Why would that be? Sharing interrupts will result in less context
switches. Different interrupts will result in a context switch for
interrupt, while shared interrupts can handle multiple interrupts
handled in the same context switch.
There's going to be a context switch for each interrupt, regardless
of whether they are shared or not. It's typically the case that you
disable receiving new interrupts while running the interrupt service
routine (ISR), which means that you aren't going to get or handle
multiple interrupts in a single context switch.
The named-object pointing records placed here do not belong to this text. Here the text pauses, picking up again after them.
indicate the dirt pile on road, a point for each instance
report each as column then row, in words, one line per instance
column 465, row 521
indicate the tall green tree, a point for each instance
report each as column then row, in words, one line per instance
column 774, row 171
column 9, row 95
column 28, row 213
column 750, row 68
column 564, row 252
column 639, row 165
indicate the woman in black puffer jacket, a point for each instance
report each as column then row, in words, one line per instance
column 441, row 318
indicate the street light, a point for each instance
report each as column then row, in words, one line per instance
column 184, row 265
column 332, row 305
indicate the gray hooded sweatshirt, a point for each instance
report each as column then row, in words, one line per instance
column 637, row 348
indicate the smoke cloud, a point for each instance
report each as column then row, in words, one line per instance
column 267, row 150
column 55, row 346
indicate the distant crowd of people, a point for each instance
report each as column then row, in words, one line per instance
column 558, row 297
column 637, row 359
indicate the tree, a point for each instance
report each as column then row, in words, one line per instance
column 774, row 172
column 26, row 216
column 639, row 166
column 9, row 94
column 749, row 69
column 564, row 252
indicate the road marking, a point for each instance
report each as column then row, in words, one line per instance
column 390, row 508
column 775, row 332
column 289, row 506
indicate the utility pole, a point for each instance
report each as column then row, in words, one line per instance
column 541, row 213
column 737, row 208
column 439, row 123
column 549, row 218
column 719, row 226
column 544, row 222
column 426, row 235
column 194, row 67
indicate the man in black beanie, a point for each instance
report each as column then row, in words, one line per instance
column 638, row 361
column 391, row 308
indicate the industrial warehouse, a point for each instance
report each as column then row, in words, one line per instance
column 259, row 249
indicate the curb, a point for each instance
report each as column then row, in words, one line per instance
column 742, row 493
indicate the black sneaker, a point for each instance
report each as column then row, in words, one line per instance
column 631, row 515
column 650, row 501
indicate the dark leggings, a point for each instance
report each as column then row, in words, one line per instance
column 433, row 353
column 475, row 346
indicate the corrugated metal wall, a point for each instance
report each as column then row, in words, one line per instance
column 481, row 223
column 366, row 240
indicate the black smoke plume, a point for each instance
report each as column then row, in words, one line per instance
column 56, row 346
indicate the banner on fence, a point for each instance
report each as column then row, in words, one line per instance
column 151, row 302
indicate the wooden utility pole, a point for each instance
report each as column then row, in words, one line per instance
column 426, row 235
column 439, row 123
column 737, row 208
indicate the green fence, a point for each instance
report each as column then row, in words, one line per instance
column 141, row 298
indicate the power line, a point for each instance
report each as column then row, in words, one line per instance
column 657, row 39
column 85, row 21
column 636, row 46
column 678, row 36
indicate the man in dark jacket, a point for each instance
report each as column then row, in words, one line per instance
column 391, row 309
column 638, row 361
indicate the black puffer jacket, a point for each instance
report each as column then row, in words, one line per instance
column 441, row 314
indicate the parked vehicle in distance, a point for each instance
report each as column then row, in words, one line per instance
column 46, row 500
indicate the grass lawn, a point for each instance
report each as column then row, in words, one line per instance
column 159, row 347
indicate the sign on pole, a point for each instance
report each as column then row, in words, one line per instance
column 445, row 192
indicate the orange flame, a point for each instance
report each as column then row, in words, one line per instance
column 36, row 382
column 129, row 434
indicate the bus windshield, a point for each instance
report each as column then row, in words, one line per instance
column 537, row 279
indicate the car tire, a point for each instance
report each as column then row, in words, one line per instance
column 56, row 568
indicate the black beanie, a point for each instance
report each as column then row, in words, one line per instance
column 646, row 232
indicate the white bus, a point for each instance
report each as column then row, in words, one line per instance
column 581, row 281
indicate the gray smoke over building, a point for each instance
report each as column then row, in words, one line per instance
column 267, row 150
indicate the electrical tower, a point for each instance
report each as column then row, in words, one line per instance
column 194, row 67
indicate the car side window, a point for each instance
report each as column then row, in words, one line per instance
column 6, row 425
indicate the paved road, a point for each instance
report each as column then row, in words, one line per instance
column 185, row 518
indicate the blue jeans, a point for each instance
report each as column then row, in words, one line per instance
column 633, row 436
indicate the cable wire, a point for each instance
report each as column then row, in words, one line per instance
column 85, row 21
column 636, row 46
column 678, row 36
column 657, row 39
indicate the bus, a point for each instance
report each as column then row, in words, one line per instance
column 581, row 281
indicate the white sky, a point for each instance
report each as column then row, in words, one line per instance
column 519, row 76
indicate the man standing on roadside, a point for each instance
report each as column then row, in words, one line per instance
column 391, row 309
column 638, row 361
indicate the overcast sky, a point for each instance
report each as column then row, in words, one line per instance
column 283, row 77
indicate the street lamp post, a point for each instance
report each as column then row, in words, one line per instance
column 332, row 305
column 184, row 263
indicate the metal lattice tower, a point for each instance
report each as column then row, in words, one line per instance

Some of the better designed systems use fine-grained mutex locking
for each instance of a device driver and/or have a "fast interrupt
handler" which returns as quickly as it can to minimize interrupt
service latency, but depends on having a separate kernel thread to
perform the bulk of the work which needed to be done and would
normally have to be done within a traditionally designed interrupt
handler before it would be allowed to return.
Whenever you have a shared interrupt, all of the associated ISRs need
to run until one of them recognizes that the interrupt came from the
associated device, which causes more work and adds latency to the
ISR. And even if you have devices which have a well-written ISR
which is SMP-safe and does the necessary fine-grained locking, if
another device sharing that interrupt is not SMP-safe, then the
system will still have to obtain "Giant"/"the big kernel lock"/etc
for that ISR to run, which causes significant slowdowns.
In existing SMP x86 hardware, you'll commonly see that when you have
something like a USB port sharing an IRQ line with a NIC, the result
will be significantly reduced network performance.
And running their drivers in polling mode instead of interrupt mode
would make this even matter less, which
would make quite some sense in the ASA's case.
polling has some significant advantages in that it it tries to work
on a "process to completion" model and was designed to service
multiple outstanding requests during a single context switch, but you
end up running the polling service routine very often-- typically
some significant fraction, like 50%, of scheduler ticks-- and you'll
generally want to be using a scheduler quantum of around 1ms or so,
which means you're doing perhaps 500 polling ISRs per second
regardless of load.
If the device was seeing more than 500 interrupts/sec, then polling
would typically improve efficiency, but if it was mostly idle, it's
still going to be using a lot of CPU if polling is being used. Newer
NICs have much bigger packet buffers and can use interrupt mitigation
techinques to delay firing the IRQ line so that they might accumulate
several packets before the ISR activates, and thus they gain some of
the advantages of polling without also gaining the disadvantage of
keeping the CPU busy even when the device is mostly idle.